R-squared is a goodness-of-fit measure for linear regression models. This statistic indicates the percentage of the variance in the dependent variable that the independent variables explain collectively. R-squared measures the strength of the relationship between your model and the dependent variable on a convenient 0 – 100% scale.

In [27]:
print(f'R^2 with one predictor: {r2_score(y_test, y_pred)}')
print(f'R^2 with route_direction_name and operator: {r2_score(y_test, y_pred_categorical_2)}')

R^2 with one predictor: 0.04821108785496209
R^2 with route_direction_name and operator: 0.1721896458784542


Finally, the data you have been provided has an STARTING_ADHERENCE column, which contains the ADHERENCE at the beginning of the route. If you add this metric, does it improve the model? Is this of any practical use?

In [28]:
wego.head(2)

Unnamed: 0,ID,CALENDAR_ID,SERVICE_ABBR,ADHERENCE_ID,DATE,ROUTE_ABBR,BLOCK_ABBR,OPERATOR,TRIP_ID,OVERLOAD_ID,...,ADJUSTED_ONTIME_COUNT,STOP_CANCELLED,PREV_SCHED_STOP_CANCELLED,IS_RELIEF,BLOCK_STOP_ORDER,DWELL_IN_MINS,NextDay_Scheduled,NextDay_Actual_Arrival,NextDay_Actual_Departure,STARTING_ADHERENCE
0,120230801_345104,120230801,1,99457892,2023-08-01,22,2200,1040,345104,0,...,1,0,0.0,0,19,0.0,0,0,0,-2.133333
1,120230801_345105,120230801,1,99457895,2023-08-01,22,2200,1040,345105,0,...,1,0,0.0,0,51,0.0,0,0,0,-1.583333


In [29]:
four_predictors = ['ROUTE_ABBR', 'ROUTE_DIRECTION_NAME', 'OPERATOR', 'STARTING_ADHERENCE']
categorical_predictors = ['ROUTE_ABBR', 'ROUTE_DIRECTION_NAME', 'OPERATOR']

X = wego[four_predictors]
X = pd.get_dummies(X, columns = categorical_predictors)
y = wego['ADHERENCE']

X_train, X_test, y_train, y_test = train_test_split(X, y, random_state = 42)

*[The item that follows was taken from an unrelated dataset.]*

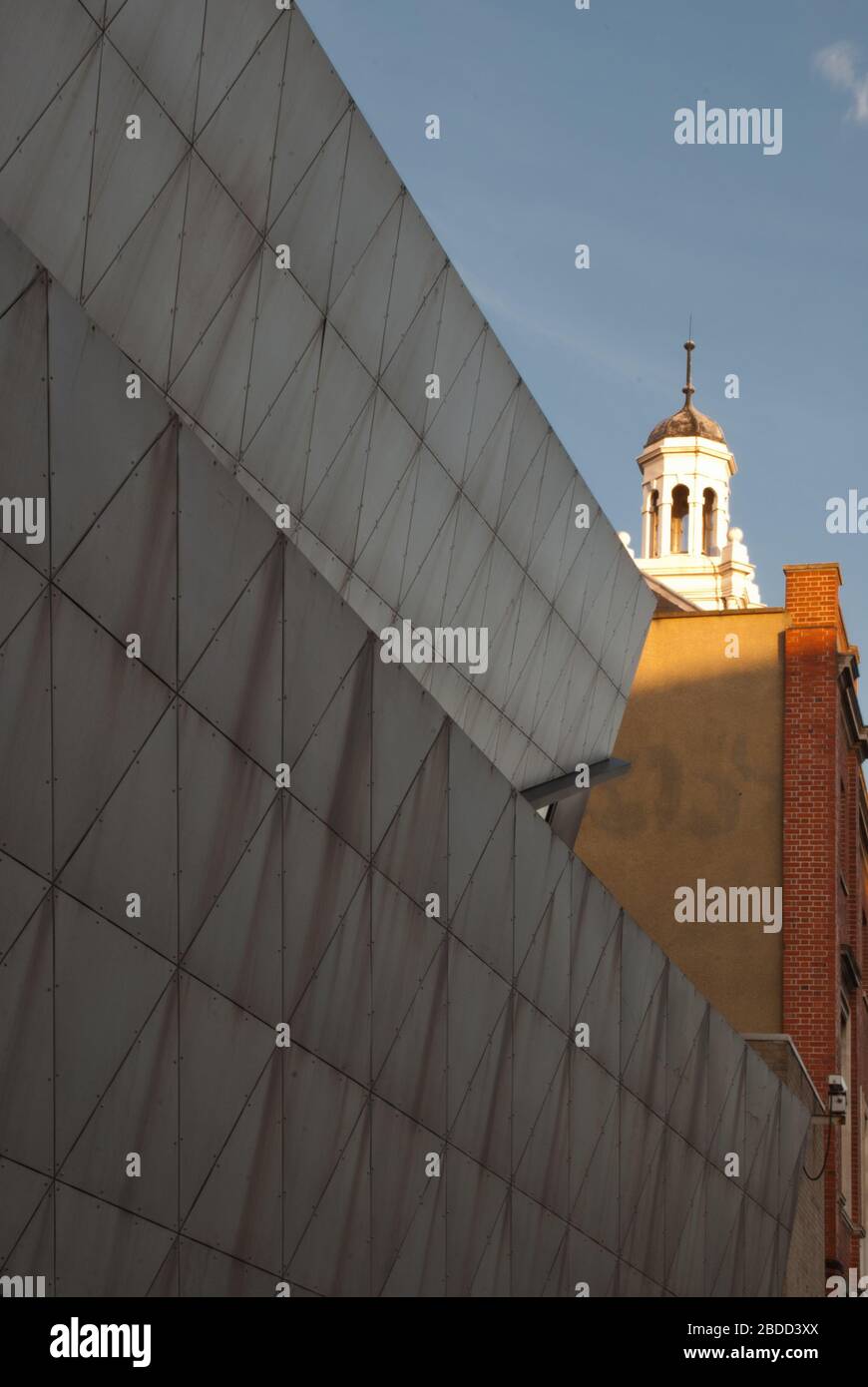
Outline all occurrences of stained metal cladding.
[0,0,653,788]
[0,232,808,1297]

linreg_4_preds = LinearRegression().fit(X_train, y_train)
y_pred_4_preds = linreg_4_preds.predict(X_test)

In [30]:
print(f'MAE with one predictor: {mean_absolute_error(y_test, y_pred)}')
print(f'MAE with route_direction_name and operator: {mean_absolute_error(y_test, y_pred_categorical_2)}')
print(f'MAE with four predictors: {mean_absolute_error(y_test, y_pred_4_preds)}')

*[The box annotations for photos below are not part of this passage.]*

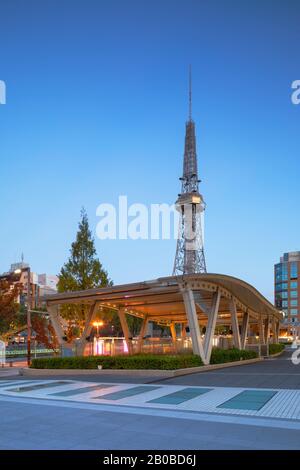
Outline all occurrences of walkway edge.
[19,358,264,377]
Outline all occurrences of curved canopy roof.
[45,274,282,323]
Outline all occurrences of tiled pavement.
[0,380,300,421]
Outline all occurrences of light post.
[93,321,103,354]
[93,321,103,338]
[15,266,31,366]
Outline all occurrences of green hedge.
[210,348,257,364]
[31,348,257,370]
[31,354,202,370]
[269,343,285,355]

MAE with one predictor: 3.5899104240923623
MAE with route_direction_name and operator: 3.256707794429829
MAE with four predictors: 2.8080284811094294


In [31]:
print(f'R^2 with one predictor: {r2_score(y_test, y_pred)}')
print(f'R^2 with route_direction_name and operator: {r2_score(y_test, y_pred_categorical_2)}')
print(f'R^2 with four predictors: {r2_score(y_test, y_pred_4_preds)}')

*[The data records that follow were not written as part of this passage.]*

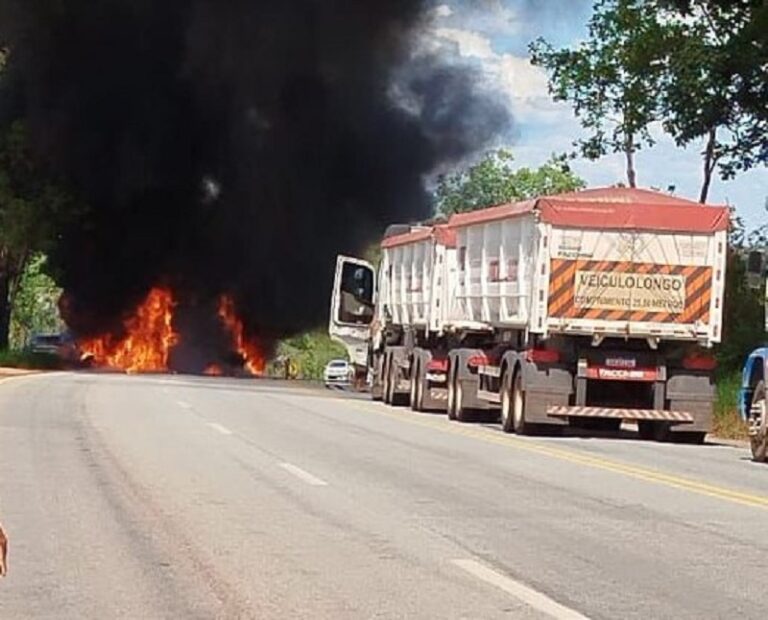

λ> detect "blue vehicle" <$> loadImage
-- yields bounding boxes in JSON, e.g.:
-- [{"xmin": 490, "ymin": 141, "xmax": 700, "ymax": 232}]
[
  {"xmin": 739, "ymin": 252, "xmax": 768, "ymax": 462},
  {"xmin": 739, "ymin": 347, "xmax": 768, "ymax": 462}
]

R^2 with one predictor: 0.04821108785496209
R^2 with route_direction_name and operator: 0.1721896458784542
R^2 with four predictors: 0.4139713628444638


So note above, that the $R^2$ improves each time we add more variables. Note too that the $R^2$ improves significantly when we add the 4th predictor into the mix.  One possible explanation is that it gives us a good signal for how the route started (ie. did it start on time or not?)